Speaking as someone who has worked in electronics all his life, I do not like all of the electronic systems that have replaced the older simple mechanical systems in so many ways in the "modern" RVs. Even with the equipment and the experience I have, if the parts are not reasonably available, I cannot repair them. An electro-mechanical system usually can be bypassed or worked around to restore functionality to some level and let you keep moving. So many of the modern totally integrated computer controlled ones can leave you waiting for a large Class C tow truck.
The concept mentioned just above also applies to the appliances in an older motor home.
The roof height above the roadway on my motor home is only 9 feet. That means that I am pushing between 24 and 36 square feet LESS sail area through the wind as I move down the road. There will be some effect on fuel economy.
That 9 foot roof height also means that, for me, there is room left up there for antennas. That is important to me, and the new modern motor homes taking advantage of 13.5 foot maximum allowed vehicle height do not have that space.
Of course, that taller height does allow the new motor homes to give you all of that storage space in "the basement." However, that also means that they take five (5) steps to get up into them. Mine requires only three (3) steps to get up into it. Those additional two (2) steps can be significant to many people, including a lot of them who are older now, and they can afford to have a motor home or other RV now, but can they conveniently get up into them to enjoy them?
Regarding a lot of the modern "upgrades" available with the modern motor homes, many of them can be fitted into an older motor home also. Mine now has all "Warm White" LED lighting inside, and most of the outside lighting is also LED, but not the headlights, yet. The LED lighting really helps the coach battery system run time, and also reduces the load on the alternator when driving at night.

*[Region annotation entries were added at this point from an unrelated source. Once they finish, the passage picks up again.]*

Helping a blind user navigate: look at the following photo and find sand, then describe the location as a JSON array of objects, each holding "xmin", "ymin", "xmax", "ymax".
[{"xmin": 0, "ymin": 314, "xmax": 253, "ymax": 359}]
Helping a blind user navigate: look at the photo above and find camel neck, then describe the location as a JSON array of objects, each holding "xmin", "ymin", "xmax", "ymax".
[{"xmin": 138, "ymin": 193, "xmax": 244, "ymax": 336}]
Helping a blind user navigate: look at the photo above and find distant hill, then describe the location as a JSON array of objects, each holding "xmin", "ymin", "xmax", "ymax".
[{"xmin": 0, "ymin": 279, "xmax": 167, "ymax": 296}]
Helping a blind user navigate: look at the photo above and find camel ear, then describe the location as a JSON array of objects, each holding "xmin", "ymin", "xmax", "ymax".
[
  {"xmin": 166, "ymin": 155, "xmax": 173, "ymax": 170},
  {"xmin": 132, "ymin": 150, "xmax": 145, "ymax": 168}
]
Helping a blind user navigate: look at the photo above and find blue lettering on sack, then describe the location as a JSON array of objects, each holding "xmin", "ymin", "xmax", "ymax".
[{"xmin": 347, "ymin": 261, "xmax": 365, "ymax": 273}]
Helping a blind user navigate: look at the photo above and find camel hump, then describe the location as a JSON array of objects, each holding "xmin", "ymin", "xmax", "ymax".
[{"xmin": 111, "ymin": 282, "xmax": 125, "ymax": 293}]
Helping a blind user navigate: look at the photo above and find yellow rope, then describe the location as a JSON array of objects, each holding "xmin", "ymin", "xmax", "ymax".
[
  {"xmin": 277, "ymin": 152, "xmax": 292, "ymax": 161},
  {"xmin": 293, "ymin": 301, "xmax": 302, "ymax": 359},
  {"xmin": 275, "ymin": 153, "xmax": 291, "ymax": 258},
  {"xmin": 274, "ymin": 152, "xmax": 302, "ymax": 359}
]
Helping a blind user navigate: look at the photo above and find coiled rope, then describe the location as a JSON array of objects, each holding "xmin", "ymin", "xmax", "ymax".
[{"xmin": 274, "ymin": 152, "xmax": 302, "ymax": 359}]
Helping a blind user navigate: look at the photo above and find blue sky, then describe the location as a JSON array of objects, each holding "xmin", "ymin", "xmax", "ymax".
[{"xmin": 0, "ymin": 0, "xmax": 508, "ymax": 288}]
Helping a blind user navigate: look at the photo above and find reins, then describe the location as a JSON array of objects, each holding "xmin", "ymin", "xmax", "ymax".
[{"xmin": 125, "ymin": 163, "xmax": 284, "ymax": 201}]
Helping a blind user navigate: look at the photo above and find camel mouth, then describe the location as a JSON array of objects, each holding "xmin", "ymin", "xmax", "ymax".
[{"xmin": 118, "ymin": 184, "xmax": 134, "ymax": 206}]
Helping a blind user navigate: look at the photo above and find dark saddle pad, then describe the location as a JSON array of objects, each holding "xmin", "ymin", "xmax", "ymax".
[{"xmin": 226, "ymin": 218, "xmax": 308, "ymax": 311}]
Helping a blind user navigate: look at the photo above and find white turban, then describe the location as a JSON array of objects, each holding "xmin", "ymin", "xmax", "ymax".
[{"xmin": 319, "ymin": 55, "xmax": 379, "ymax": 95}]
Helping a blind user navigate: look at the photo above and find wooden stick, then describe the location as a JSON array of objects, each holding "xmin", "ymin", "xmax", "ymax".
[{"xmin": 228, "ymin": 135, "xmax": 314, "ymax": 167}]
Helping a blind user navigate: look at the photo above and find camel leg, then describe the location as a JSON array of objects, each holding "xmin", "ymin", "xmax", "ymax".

Solar panels can be fitted to almost anything to simplify, extend, and enhance "boondocking."
Again, looking at simple physical characteristics, many of the RV facilities in National Parks and some other places were designed and built for RVs with a maximum length of 35 feet. The modern 40 to 45 foot long motor homes simply will not fit. My venerable motor home is 32 feet and 4 inches long. It can go just about anywhere and park there. This also includes most shopping center parking lots where I can take two spaces head-to-head and fit into that space.
The interior design of an older motor home is something that I still appreciate. I wanted to do something with a motor home back when the Dodge Travco came out, and I was also interested in the GMC motor home. The woman I was married to back then vetoed that idea both times, even when it was pointed out that the GMC motor home had overcome several of the objections she voiced. Well, I am not married to her any more, at her request, and the child support years are over also, so no one cares what I do with my money now; not even the State. Well, actually the State might appreciate the somewhat larger annual fees they charge for the motor home, but it is not at all like the profit they made off me back during the child support years. (Yes, the legal references are available showing that this is true.) But now I do have and I am enjoying a motor home from that time period.
As you can tell, not only are there practical reasons for having an older RV, there can also be emotional reasons. In my case, that also includes the point that this particular motor home did belong to a young lady who I had worked with and flown with. When she died completely unexpectedly, her sister who became the executor of her estate, offered it to me at a very reasonable price. It had sat for several years, and it did take a few days working on it to get it capable of being driven again to get it home.